- In 2003, under pressure from the greens, the PC maker held a five-city recycling tour, asking people to bring in their old computers. That they did - on a spring Saturday in Denver, so many people (about 2,000) brought so many old computers (about 200 tons in all) to the parking lot of Mile High Stadium that Dell (Charts) employees worked overtime to load them onto trucks. "We had people there all night," says one. The company immediately added 10 more dates to its recycling tour.
"If we sell 40 million computers a year, and the industry is going to sell 200 million computers a year, at some point they are going to come out of circulation," he says. "Where do they all go? I want to be in a position where we are doing the right thing." (Michael Dell on Recycling computers)
- Chairs a sustainability group inside the Dell company that meets every six weeks or so, frequently prodding his people to do more.
- Dell is redesigning its computers so that they use less energy; its website includes energy calculators so buyers will know how much electricity some of its products will use.

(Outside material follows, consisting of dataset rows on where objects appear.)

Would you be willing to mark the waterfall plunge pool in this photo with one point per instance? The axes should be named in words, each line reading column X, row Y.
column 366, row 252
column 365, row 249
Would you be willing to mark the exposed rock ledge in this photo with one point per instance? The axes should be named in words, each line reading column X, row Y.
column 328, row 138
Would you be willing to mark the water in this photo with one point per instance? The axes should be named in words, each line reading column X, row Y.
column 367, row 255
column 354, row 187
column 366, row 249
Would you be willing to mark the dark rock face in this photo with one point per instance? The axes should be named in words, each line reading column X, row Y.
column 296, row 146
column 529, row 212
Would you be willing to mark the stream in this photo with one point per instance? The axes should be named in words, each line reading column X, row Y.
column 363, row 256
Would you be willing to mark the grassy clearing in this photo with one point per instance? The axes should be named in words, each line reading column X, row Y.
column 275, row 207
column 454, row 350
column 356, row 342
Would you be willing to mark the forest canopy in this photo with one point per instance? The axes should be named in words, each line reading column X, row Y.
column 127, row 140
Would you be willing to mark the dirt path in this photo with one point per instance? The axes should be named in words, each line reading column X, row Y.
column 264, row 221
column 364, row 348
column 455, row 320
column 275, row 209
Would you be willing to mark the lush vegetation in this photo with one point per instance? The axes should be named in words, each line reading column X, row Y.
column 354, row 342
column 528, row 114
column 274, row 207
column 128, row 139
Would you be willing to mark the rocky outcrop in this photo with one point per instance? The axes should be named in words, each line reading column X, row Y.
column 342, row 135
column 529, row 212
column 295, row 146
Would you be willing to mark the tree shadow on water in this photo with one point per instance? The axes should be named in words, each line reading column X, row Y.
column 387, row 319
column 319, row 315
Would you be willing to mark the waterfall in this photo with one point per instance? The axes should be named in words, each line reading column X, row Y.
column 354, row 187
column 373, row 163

The firm is aggressively cutting energy use (and greenhouse gas emissions) in its own operations. Its marketing publications now use an average of 50 percent recycled content paper, winning praise from the tough-minded activist group Forest Ethics.
- Dell announced a program called "Plant a Tree for Me" that invites its customers to offset the greenhouse gas emissions caused by the electricity used by their computers; they can add $2 to the price of a laptop or $6 to a desktop, which Dell then sends to conservation groups that offset carbon emissions by planting trees.